Although there are certainly hacks that can be used in existing Windows 8.1 applications to adjust an application's UI for different screen sizes, Microsoft has provided new adaptive triggers to make it much easier. These are triggers defined in the view state managers for components which use rules to determine how to manipulate objects. To better understand this, you can consider the existing visual states on many XAML controls. Within the visual state manager you have been able to use the different states to trigger manipulations of the controls:
Similarly in Windows 10 you can use the new adaptive triggers to define rules to which you can listen and react:
Although you are able to create new triggers, the MinWindowWidth trigger shown above is the most applicable trigger to listen for when updating the UI for different screen sizes.

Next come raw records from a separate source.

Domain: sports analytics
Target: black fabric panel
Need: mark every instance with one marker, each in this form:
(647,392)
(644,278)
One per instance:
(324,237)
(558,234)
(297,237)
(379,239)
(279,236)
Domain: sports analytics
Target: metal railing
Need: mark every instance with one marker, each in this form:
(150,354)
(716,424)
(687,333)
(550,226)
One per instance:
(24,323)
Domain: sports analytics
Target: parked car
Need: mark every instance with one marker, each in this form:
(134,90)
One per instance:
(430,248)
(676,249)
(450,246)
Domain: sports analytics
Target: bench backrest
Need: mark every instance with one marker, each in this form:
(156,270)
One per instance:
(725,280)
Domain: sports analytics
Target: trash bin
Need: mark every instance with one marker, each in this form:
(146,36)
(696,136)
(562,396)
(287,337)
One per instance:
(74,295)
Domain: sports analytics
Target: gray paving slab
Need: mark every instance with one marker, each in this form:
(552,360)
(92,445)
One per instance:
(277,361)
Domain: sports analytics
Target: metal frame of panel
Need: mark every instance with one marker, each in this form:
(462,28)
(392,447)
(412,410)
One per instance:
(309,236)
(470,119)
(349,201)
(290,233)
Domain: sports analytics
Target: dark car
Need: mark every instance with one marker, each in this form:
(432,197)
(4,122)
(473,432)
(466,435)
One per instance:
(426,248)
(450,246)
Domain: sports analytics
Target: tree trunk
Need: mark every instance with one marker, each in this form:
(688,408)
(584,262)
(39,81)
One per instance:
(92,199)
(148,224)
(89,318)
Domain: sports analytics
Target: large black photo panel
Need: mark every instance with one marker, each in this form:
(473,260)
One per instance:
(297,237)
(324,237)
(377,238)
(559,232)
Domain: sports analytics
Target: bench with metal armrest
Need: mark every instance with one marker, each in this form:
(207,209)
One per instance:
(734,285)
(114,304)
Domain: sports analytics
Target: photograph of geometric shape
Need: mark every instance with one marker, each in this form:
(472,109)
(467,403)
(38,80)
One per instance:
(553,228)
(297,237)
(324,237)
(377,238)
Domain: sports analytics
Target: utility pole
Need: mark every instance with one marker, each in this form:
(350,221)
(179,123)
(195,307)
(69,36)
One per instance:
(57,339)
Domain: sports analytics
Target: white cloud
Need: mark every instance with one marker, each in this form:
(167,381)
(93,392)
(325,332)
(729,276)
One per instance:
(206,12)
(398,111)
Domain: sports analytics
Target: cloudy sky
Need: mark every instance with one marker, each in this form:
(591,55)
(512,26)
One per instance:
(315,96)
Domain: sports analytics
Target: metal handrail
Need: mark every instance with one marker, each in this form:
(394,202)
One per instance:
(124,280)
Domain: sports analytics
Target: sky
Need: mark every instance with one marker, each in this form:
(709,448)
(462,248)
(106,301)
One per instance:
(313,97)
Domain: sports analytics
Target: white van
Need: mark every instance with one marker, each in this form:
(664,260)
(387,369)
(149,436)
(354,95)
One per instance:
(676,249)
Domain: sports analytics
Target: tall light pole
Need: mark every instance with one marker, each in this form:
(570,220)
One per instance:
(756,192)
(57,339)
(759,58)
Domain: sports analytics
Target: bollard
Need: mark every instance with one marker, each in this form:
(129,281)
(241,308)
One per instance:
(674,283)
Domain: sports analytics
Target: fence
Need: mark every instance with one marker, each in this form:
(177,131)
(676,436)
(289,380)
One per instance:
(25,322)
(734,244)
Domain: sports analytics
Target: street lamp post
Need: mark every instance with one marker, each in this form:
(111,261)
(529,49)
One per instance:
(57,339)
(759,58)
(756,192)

Now that you can listen and react to changes in the screen size it is important to know how to react. Obviously there will be some UI components that just won't work for different screens which you can update appropriately, but it's important to know that UX patterns can and, in most cases, should change for different screen sizes. Users expect an easy one-handed experience on a phone (small screen) but a keyboard and mouse experience on a desktop (larger screen). Microsoft has provided a new layout control to help with many common scenarios for adjusting to different screen sizes: the RelativeLayout control. This control allows laying out children relative to each other. Using this control you are able to easily implement common scenarios such as changing a two or three column layout on larger screens to a one column stacked layout on smaller screens. A WrapGrid is an existing control that also provides an easy way to update your application's layout for various screen sizes. More information regarding the various design recommendations for UWP apps across various screen sizes can be found at http://design.windows.com.
Overall I believe Microsoft has provided some good tooling to support the various devices that will run Windows 10. If you are interested in viewing some specific examples of UWP applications handling these scenarios you can find sample applications on GitHub.